当日下午,淳于复来到后堂,与教主燕千树喝茶对弈,闲聊趣事。杨穆站在边上观局,静默无声。

两人在棋盘里杀得酣畅,只见燕明走来向教主报告:“成都燕飞沙派人前来拜访,要找淳于复说话。”燕千树招手:“那就请他进来。”

燕明说:“他本人虽在城内,却并未入庄。只是派了一个随从,前来总堂通报找人。”燕千树疑问:“他人来了郑州,却不入庄见我,又要让我知道,这是何意?”

燕明摇头:“那孙云说,已在附近一家月阳酒楼,设下一桌宴席,邀请淳于兄前去赶赴晚宴。”燕千树默默点头,把手挥退燕明,满面疑惑不解。

淳于复见那燕飞沙专程前来寻找自己,也是愕然不解其意,不禁嘀咕:“他们即然千里颠簸而来,却不进门拜见教主,莫非是有什么暗喻?”

燕千树说:“多半是长松吩咐他如此行事,不然他也不会如此任性胡闹。
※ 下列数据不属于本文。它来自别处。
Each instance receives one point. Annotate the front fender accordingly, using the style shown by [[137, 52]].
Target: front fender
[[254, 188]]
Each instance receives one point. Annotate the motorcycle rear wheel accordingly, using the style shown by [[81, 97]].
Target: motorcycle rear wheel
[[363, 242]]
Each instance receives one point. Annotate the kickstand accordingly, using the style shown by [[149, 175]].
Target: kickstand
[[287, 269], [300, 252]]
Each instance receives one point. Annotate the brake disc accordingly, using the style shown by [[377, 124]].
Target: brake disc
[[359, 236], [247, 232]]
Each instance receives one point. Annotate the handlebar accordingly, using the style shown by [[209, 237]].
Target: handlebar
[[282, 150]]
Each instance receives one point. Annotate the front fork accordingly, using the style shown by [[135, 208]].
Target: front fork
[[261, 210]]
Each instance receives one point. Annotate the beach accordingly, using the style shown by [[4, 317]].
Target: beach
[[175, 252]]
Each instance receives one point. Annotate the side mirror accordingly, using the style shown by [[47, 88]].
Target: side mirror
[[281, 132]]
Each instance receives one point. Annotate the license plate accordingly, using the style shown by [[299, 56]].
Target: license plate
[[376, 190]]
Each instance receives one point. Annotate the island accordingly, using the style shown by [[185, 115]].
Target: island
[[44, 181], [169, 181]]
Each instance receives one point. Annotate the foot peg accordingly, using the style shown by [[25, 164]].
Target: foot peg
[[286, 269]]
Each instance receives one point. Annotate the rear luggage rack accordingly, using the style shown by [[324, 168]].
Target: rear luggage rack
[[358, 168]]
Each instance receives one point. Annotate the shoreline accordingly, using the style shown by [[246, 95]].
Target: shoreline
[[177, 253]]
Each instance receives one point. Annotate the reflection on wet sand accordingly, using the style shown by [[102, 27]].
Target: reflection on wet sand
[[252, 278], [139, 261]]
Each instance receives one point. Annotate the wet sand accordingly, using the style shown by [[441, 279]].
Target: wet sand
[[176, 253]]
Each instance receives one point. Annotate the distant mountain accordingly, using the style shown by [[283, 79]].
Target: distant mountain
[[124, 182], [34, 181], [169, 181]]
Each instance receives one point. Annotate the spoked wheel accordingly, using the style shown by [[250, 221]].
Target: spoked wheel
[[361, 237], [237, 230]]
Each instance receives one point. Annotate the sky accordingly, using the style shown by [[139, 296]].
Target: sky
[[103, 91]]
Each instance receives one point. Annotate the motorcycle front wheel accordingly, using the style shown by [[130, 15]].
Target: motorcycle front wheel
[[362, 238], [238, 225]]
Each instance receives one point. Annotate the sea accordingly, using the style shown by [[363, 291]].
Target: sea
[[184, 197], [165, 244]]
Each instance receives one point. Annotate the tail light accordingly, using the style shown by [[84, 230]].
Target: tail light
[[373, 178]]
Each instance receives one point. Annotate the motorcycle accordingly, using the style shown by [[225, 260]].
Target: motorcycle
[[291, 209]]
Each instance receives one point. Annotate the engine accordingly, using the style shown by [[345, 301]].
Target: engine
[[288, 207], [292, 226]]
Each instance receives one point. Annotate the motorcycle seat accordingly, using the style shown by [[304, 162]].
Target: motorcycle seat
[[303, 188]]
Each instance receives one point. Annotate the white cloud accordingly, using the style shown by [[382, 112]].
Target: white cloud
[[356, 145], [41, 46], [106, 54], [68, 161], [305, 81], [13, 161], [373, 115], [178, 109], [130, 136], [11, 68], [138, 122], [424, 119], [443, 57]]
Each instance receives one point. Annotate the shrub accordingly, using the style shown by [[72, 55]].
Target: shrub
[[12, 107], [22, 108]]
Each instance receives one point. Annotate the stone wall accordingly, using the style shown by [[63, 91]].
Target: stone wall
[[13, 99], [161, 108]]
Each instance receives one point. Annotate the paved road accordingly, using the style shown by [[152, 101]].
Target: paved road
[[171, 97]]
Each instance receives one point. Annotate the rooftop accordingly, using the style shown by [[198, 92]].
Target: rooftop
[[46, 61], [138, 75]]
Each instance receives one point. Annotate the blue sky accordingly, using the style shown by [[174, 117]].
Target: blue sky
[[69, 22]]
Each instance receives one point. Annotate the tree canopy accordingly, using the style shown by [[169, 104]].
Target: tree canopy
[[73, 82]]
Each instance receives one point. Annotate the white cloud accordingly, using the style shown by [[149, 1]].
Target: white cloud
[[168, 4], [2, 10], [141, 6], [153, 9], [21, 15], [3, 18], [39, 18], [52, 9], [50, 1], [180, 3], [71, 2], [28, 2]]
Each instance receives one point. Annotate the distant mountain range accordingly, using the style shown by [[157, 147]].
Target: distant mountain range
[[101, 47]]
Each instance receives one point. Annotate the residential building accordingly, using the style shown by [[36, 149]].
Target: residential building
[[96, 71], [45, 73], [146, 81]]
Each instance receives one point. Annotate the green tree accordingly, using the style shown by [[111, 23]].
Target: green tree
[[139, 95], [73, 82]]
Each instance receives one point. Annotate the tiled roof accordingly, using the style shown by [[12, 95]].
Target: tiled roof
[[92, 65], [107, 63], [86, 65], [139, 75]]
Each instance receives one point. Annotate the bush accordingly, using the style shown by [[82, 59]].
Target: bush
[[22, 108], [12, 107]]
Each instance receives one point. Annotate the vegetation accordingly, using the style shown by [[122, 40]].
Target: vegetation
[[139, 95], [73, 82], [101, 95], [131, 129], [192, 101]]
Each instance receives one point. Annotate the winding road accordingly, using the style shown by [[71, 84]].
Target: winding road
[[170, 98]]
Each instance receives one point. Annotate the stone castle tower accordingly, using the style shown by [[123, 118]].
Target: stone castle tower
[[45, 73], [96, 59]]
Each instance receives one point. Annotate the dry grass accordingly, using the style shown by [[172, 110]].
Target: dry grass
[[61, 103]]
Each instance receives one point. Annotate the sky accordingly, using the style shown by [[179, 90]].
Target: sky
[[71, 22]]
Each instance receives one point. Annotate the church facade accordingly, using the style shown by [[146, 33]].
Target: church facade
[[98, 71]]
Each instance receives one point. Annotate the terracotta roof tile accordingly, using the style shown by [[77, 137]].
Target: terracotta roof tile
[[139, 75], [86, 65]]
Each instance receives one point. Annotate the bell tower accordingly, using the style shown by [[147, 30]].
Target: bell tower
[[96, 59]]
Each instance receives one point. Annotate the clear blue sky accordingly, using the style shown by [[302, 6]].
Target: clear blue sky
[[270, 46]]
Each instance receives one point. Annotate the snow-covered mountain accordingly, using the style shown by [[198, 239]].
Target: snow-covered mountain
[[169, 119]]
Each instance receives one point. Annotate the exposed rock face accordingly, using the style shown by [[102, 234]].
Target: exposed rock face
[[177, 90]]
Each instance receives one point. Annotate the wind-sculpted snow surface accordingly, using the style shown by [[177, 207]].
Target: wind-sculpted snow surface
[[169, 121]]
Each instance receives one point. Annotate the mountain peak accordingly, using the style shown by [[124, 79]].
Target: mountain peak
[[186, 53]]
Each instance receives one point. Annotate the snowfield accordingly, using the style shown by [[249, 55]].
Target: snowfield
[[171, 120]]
”淳于复笑说:“如此神秘兮兮,来意必不简单。”

燕千树说:“等到晚上,你去月阳酒楼与他聊聊便知。为防意外事件,我让燕明在暗处护着你,老夫也想听听长松说些什么。”

淳于复对完一盘棋后,辞出后堂去了。燕千树唤来燕明,让他前去酒楼探听消息。

到申时末,淳于复洗漱干净,走出总堂庄门,乘马去往月阳酒楼赴宴。来到楼前一看,只见偌大一座豪华酒楼,里面灯火阑珊,却静得出奇。一个掌柜出门迎接,把他请上楼堂一个雅房门前。
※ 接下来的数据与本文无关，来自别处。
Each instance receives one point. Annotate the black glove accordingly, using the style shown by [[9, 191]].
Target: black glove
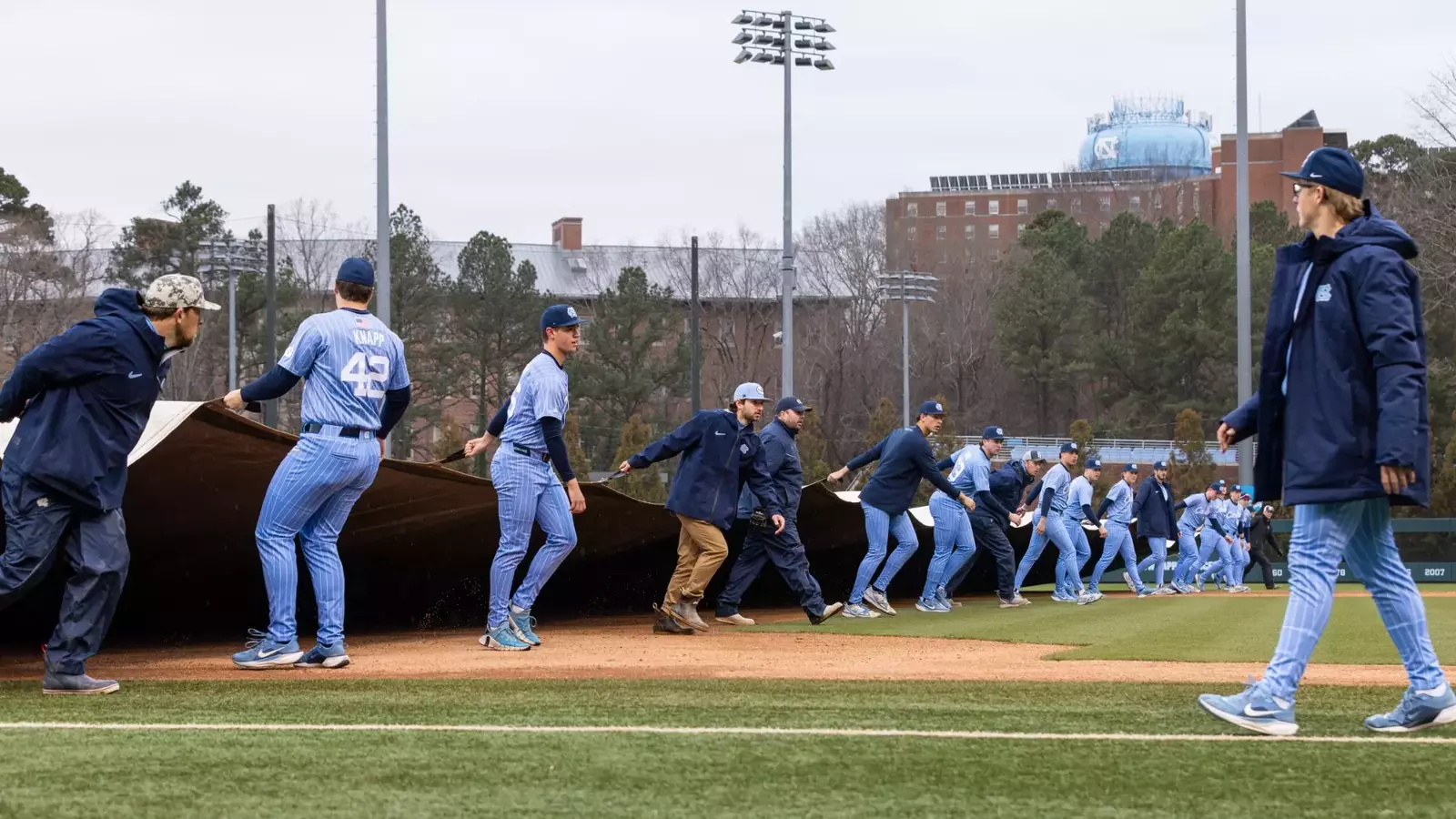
[[761, 519]]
淳于复敲门进入,只见燕飞沙已在一桌宴席边上等候。两人抱拳见礼,寒暄数句后,齐坐桌边倒酒来饮。

淳于复询问:“燕兄突然而来,真是不速之客。你为何不先入总堂拜见教主,却在外面重钱设下盛宴?你那伯父知道以后,必然很不高兴。”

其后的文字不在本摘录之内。